Usado como metáfora, tal expressão tende a significar um ponto de tranquilidade e calmaria em meio à confusão, à pressa, aos problemas. Entretanto, a expressão é usada popularmente de forma inversa ao explicado acima. A maioria das pessoas associa essa figura de linguagem de maneira a dizer que a pessoa está perante uma grande dificuldade. Seria está passando por momentos confusos diante de situações que geram dúvidas, transtornos e desconforto ao indivíduo. Em resumo, seria estar envolvido pela pior parte de uma situação/problema (essa é uma forma errônea de se usar a metáfora referente ao fenômeno natural).

Estamos no centro de tudo que gira, na mira do canhão

Seria dizer que mesmo estando em um estado de calmaria, o indivíduo está constantemente cercado por problemas, angústias e situações que tendem a o levar ao desequilíbrio emocional. Estar na mira do canhão é o mesmo que dizer que você sempre é alvo da opinião de pessoas externas à sua vida. Por mais que você se preserve em suas ações, a sociedade a todo o tempo te bombardeará de julgamentos e deveres.

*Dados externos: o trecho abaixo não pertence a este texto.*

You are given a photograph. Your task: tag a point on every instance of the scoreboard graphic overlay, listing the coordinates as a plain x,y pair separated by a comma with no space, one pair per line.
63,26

Obs. 03: Para reforçar a ideia, cito uma frase de outra canção do Humberto Gessinger denominada de “O Papa é Pop":

“Qualquer coisa que se mova é um alvo e ninguém tá salvo”.

Se for parar pra pensar, não vai sair do lugar! Não tem parada errada, não! No olho do furacão

Olha, se você tentar levar uma vida baseada no que os outros vão pensar acerca de suas ações, você não sairá do lugar, ou seja, jamais progredirá em busca dos sonhos e realizações que almeja. Você tem que saber lidar com as críticas, mesmo estando na mira do canhão. Deve-se entender que tudo à sua volta pode a todo o momento querer te influenciar. Contudo, não existe parada errada quando se tem consciência do que se faz e atitude para encarar a tempestade a sua volta (no olho do furacão).

Tudo gira ao teu redor o que era certo, sólido, evapora, vai-se embora, o que era líquido e certo

Aqui segue a linha de raciocínio já citada em todo o decorrer da canção e detalhada em versos anteriores. É basicamente o indivíduo compreender que nada é estático, que a vida muda a cada dia. Coisas que parecem verdades universais amanhã podem ser tidas como mitos. Ao tomar a atitude de subterfugir de seu antigo modo de viver, o personagem da música compreende que a mudança, embora necessária, desnorteou a conformidade com um existir tedioso. O imprevisível pode ser a chave que abre a porta das respostas das nossas perguntas, logo, não se consegue realizar um sonho se você não apostar no futuro e principalmente na ideia de que toda mudança é possível se você crer no seu potencial, mesmo que tudo à sua volta pareça uma tempestade sem fim.

Obs. 04: Nesse trecho percebemos referências à obra do sociólogo polonês Zigmunt Bauman. Segundo o intelectual, estamos assistindo o desenrolar de uma época marcada pelo medo e pela incerteza dos elementos que constituem nosso modo de vida e nossas sociedade.

Na sua obra “Amor Líquido: sobre a fragilidade dos laços humanos”, Bauman analisa as relações amorosas dentro do que ele chama de “modernidade liquida”, ou seja, tempos em que nada dura, nada permanece, tudo muda muito frequentemente (leia mais aqui).

Tudo evapora, vai-se embora, o que era líquido e certo!